Quick note on the Blog #sssi

When we started this blog 18 months ago or so, the idea was to provide a site where SSSI could publicise and disseminate information about information in a more dynamic way than through a website. As you know the SSSI-blog runs alongside the blog for the journal and a SSSIMusic Blog with the latter one being the least active at the moment.  The readership of the blog varies from 2 a day to 100 a day. Readers primarily seem to be based in North America but depending on the topic we also have a good number of readers from Europe, including the UK, Germany, Slovenia and Russia, Australia and China.

On the SIJournal Blog, if time allows, I try to post a short piece of information about a new publication in the journal or on Early View every Tuesday.

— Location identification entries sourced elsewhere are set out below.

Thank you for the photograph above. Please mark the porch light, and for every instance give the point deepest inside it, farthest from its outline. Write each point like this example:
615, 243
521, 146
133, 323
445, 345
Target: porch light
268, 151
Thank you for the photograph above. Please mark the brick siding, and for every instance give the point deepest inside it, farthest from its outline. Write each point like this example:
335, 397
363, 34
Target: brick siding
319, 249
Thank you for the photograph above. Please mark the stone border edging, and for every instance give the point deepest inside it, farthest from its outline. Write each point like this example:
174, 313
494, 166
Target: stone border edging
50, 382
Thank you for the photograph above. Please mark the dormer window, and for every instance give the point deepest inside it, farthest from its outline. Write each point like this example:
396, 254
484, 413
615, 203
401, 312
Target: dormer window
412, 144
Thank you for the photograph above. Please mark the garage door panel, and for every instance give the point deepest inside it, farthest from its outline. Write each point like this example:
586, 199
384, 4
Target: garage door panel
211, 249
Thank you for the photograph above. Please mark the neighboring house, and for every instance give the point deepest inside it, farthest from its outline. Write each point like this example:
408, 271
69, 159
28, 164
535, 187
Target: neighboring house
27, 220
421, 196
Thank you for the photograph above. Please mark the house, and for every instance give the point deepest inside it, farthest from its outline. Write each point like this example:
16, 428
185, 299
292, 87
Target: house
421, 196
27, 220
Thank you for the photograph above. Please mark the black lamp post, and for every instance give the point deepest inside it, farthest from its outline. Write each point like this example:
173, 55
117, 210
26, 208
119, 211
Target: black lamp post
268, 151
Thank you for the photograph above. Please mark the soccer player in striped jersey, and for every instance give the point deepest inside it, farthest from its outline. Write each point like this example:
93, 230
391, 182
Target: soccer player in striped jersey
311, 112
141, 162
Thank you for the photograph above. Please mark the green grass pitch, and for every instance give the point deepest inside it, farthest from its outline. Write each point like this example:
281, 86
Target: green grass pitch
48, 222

The readership is marginally higher than on the SSSI Blog; post like the one written by Gregory Thompson the other day accumulates about 50 views within 3 days. The geographical spread of posts on the SIJournal Blog is very similar to that on the SSSI Blog.

The SSSIMusic Blog is a curious one. We post very rarely there. Joe Kotarba has made some effort to get it going and together with Maggie Kusenbach we have tried to find somebody to run this blog – sadly unsuccessfully but we keep trying. It is noteworthy however that whenever a post is published here we immediately get about 20 people reading it and over the course of a week more than 100 people have at least looked at it.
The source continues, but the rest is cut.